I would echo Bylo's views that low mers [or maintenance costs] and tax efficiency are the two main issues. [Assuming of course that the proper diversification, or asset allocation, consistent with ones risk tolerance is already in place.]

My main two problems come about from the 20-stock basket. I cannot keep track of all of them properly. But since they have been doing ok as a whole, as all are large companies, I have not worried about this too much recently. The more serious bugaboo that I have run into is that Revenue Canada nicks me for taxes which I did not expect, because of some stock distribution or re-organization within one of the 20 US companies, which in the US has no tax penalty. But in Canada there is tax penalty.

An example of the last point. At the moment I must decide whether or not I should sell our General Re Corp holdings BEFORE its amalgamation with Berkshire takes place. If I do not, there is the possibility I could be hit with a made-in-Canada "dividend distribution:" tax ruling from Revenue Canada. This sort of tax issue is the down side of "doing it yourself" investing. While I enjoy the financial investment aspect, I do not enjoy trying to become a tax expert. Life is too short.


Date: 17-Oct-98 - 1:35 PM
Subject: Re: MF's vs STOCK'S
From: hiltz

Thanks to all for an interesting and informative discussion. For us rookies-where could we get an unbiased view of index funds?

Date: 17-Oct-98 - 1:54 PM
Subject: Re: MF's vs STOCK'S
From: Bylo Selhi

George, thanks for the kind words. I'll bookmark this thread and archive it on my website once activity here dies down a bit.

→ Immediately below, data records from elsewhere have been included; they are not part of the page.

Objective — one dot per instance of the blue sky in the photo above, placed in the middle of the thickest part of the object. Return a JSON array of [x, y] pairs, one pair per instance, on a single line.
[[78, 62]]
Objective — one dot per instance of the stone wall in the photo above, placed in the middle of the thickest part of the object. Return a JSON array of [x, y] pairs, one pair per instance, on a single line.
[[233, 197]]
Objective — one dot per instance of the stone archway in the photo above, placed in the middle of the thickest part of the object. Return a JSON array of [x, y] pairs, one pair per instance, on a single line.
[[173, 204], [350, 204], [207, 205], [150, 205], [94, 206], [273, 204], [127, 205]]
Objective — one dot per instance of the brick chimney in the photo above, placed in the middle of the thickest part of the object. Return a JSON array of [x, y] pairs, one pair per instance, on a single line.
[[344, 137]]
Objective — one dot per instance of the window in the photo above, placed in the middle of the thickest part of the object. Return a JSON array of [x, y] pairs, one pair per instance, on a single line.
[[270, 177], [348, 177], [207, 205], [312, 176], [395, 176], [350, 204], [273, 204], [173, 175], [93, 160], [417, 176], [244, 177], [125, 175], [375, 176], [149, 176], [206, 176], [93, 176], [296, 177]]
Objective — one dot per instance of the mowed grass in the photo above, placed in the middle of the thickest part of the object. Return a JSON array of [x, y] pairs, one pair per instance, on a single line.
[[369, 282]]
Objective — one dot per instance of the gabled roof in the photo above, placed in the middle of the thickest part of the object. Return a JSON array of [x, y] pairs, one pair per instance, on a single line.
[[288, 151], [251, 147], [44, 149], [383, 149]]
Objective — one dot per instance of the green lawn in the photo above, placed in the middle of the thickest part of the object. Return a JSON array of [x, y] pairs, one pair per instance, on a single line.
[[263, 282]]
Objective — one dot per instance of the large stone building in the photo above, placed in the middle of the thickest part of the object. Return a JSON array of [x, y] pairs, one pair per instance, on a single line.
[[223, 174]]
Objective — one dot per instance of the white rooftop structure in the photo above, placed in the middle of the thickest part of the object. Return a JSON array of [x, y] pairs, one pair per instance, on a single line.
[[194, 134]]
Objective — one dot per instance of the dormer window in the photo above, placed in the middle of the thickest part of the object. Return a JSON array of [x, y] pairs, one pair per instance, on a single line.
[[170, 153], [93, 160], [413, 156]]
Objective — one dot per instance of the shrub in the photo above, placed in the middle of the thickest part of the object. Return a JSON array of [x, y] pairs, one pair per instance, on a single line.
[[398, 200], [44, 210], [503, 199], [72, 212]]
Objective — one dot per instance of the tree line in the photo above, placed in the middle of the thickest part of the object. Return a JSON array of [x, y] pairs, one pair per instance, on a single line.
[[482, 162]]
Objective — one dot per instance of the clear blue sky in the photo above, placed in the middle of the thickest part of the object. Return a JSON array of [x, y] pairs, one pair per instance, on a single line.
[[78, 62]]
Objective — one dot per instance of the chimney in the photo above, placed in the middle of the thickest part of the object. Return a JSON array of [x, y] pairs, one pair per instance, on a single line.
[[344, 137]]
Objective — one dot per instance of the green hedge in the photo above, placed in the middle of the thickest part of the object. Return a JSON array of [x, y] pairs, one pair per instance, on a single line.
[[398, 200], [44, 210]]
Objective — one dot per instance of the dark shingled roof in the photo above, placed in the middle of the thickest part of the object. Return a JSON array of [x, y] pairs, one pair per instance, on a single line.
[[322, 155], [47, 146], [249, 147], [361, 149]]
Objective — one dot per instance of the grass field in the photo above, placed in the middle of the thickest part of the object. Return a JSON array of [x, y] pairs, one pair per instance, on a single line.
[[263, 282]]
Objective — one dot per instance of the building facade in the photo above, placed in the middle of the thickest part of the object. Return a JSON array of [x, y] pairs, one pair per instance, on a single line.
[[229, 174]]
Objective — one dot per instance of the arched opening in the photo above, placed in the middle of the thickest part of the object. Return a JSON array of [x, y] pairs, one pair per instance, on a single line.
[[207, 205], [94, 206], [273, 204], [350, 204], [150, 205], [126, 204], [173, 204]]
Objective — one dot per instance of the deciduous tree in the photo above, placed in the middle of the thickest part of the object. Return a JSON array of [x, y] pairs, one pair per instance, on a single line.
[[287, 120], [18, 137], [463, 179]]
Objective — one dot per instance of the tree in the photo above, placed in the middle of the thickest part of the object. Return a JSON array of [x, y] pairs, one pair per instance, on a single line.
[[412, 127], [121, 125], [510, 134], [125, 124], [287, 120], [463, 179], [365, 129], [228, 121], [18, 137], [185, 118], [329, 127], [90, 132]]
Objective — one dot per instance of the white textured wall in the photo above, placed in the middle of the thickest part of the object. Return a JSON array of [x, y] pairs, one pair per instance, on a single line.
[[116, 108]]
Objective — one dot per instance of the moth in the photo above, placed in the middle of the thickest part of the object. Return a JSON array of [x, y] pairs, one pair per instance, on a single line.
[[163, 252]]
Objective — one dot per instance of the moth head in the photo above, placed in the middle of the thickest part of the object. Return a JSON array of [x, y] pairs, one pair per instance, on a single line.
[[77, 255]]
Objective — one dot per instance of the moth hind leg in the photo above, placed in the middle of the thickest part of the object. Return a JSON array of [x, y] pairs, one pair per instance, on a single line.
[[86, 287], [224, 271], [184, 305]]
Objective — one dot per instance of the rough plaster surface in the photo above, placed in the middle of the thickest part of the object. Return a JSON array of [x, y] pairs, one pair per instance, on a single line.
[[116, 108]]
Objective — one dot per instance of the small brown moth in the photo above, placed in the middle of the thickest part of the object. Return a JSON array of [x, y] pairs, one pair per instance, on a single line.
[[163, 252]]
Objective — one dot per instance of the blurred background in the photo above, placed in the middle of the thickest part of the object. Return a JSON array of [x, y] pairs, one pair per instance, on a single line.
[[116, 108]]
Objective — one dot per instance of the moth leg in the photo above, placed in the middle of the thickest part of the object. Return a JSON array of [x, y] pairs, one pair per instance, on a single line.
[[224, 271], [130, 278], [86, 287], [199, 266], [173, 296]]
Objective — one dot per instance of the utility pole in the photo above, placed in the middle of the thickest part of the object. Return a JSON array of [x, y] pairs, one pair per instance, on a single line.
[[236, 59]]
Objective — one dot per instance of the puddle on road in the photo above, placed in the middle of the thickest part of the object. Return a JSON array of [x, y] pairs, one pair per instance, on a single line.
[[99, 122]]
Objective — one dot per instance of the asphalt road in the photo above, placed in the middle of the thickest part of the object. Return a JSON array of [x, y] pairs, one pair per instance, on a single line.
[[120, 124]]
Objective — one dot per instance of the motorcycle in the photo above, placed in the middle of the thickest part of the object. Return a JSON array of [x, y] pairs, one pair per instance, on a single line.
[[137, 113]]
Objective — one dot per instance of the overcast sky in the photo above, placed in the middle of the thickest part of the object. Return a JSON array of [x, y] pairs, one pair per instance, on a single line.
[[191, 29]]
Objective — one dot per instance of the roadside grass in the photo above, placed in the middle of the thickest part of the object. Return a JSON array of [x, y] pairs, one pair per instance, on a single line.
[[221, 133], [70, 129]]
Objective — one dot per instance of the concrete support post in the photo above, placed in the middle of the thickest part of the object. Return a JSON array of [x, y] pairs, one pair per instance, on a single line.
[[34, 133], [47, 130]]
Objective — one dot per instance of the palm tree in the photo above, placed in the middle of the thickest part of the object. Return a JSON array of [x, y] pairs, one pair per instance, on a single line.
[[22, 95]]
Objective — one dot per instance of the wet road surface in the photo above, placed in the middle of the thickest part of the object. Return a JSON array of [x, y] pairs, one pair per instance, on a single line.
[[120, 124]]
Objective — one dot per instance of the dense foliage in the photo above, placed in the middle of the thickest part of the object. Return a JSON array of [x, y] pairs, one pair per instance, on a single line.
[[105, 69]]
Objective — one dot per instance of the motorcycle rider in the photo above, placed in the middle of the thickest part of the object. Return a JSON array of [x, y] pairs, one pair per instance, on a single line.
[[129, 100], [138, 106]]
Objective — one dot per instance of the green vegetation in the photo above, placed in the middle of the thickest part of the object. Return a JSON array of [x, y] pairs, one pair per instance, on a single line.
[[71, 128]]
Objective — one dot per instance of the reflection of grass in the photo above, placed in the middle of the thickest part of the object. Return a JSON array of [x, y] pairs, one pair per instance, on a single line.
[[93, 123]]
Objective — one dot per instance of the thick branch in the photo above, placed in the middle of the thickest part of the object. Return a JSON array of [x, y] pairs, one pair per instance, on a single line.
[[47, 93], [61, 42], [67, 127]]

Also, welcome aboard as a BRK shareholder.

Hiltz, there are no "unbiased" sources of information on indexing -- or anything else for that matter. :-) Most of the material on indexing and related investment strategies comes from the US:

  1. A Random Walk Down Wall Street by Burton Malkeil (book)
  2. Bogle on Mutual Funds by John Bogle (book)
  3. Vanguard, especially Investor Education
  4. Efficient Frontier and Further Reading
  5. Investment Strategies for the 21st Century and Frank's Reading List

You might also want to have a look around my site.

Date: 17-Oct-98 - 3:03 PM
Subject: Re: MF's vs STOCK'S
From: Tim4

George, I echo Bylos thanks. FWIW, I ignore most tax considerations when buying and selling as it is much too complicated and not a field I really wish to know about other than getting reacquainted with my accountant from time to time. HP and MS are great stocks and should continue to outperform. In addition to my conservative stocks, I do confess that I speculate a little on potential 10 baggers but outside my RRSP. I suppose people do this with sector MFs of which some have been outstanding but alot suffer abysmally. I do feel that the very term Mutual Fund conjures up some sort of safe investment whereas that nasty stock market which is full of crooks and manipulators is a place to avoid. Alas, this recent downturn perhaps will cause people to begin to THINK for themselves.